I start walking further into the house, peeking into the room to the right, that’s a large rectangle. Its set up as an office and library, of which takes up most of the entire right side of the first level. I want to make sure my memory as a kid still matches as I haven’t been inside this house in years.

I turn into the left archway right off the entry that leads into the formal living room as I begin my explanation.

"The first floor boasts a large library and office to the right." I point across the way to the room I just looked inside of. "The left side was remodeled by the McKinny’s in the early nineties with a massive kitchen. "

"Right," he says as he takes in the room with a new set of eyes.

I point to the two fireplaces. One in the living room space and one in the dining room.

"One of my very favorite features in this home, is that every room still has their original fireplaces throughout the entire house. The craftsmanship in this house is incredible."

"You really love what you do, don’t you?" he says.

I turn to glance back at him, our eyes locking. It’s the first time he’s seen me in my element, and for the first time since I’ve known Tucker, something in his eyes finally tells me that maybe he’s starting to understand why my career is so important to me.

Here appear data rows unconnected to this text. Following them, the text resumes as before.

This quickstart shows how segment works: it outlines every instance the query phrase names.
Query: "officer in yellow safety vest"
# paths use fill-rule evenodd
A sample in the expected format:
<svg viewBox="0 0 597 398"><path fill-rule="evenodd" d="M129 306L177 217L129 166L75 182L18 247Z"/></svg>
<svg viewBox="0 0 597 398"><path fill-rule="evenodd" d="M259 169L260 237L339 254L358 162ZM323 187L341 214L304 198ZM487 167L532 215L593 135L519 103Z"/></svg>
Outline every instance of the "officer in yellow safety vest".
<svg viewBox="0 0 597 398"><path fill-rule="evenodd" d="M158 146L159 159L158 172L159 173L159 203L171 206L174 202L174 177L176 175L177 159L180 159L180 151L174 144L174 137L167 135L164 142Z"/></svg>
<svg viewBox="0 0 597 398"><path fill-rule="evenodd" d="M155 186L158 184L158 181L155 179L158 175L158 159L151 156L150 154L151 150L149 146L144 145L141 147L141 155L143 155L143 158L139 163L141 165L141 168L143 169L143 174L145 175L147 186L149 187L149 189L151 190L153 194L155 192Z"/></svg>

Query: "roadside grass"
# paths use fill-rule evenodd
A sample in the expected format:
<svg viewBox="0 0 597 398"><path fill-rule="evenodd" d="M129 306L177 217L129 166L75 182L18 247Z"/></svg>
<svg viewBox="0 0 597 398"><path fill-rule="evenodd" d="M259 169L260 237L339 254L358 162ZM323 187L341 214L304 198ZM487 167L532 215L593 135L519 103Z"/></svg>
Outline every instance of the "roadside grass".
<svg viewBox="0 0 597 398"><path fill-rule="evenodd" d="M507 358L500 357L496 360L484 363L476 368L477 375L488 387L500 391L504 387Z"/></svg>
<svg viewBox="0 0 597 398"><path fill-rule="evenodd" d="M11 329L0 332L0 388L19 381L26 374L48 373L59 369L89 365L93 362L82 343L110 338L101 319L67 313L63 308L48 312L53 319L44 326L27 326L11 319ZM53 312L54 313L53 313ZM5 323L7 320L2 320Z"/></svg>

This is my creative outlet–where I get to work with my father, and create spaces that bring people joy, relaxation… whatever they come to our resorts to feel.

"Yes, I do." I tell him. "This job gives me the freedom to dream and create. I’m getting to do what I’ve always wanted to do. I’m sure you can understand that. You’ve hit the pinnacle of your career. It feels good, doesn’t it?"

He looks around and then glances back down at me. "Somedays, yeah. But it’s the kind of career that will also takes more than it gives. It’s exhausting sometimes."

I know what he means. The hours I pull in a week are long yet still rewarding.

"Do you ever go to the beach house to get away? To recharge? The hours you're working are grueling,’ he says, concern in his eyes.

"I haven’t been there since my eighteenth birthday. It’s been a while."

"You mean to tell me that the last time you were there was when we were there alone together?" he asks, confusion coating his expression.

He can’t believe I haven’t been back since, and either have I. It used to be my favorite place on earth but life just got busy with school and my internship. And it wasn’t like Luca, or my parents had time with their schedules either.

I nod, remembering what happened the last day at the beach house together: Just Tucker and me.

How things ended.

Some days I wish we had ended things differently. Or that we hadn’t ended things at all. But then I remember that long distance for the last nine years never would have worked.

"Maybe that’s why I’m here. To bring you back to your roots."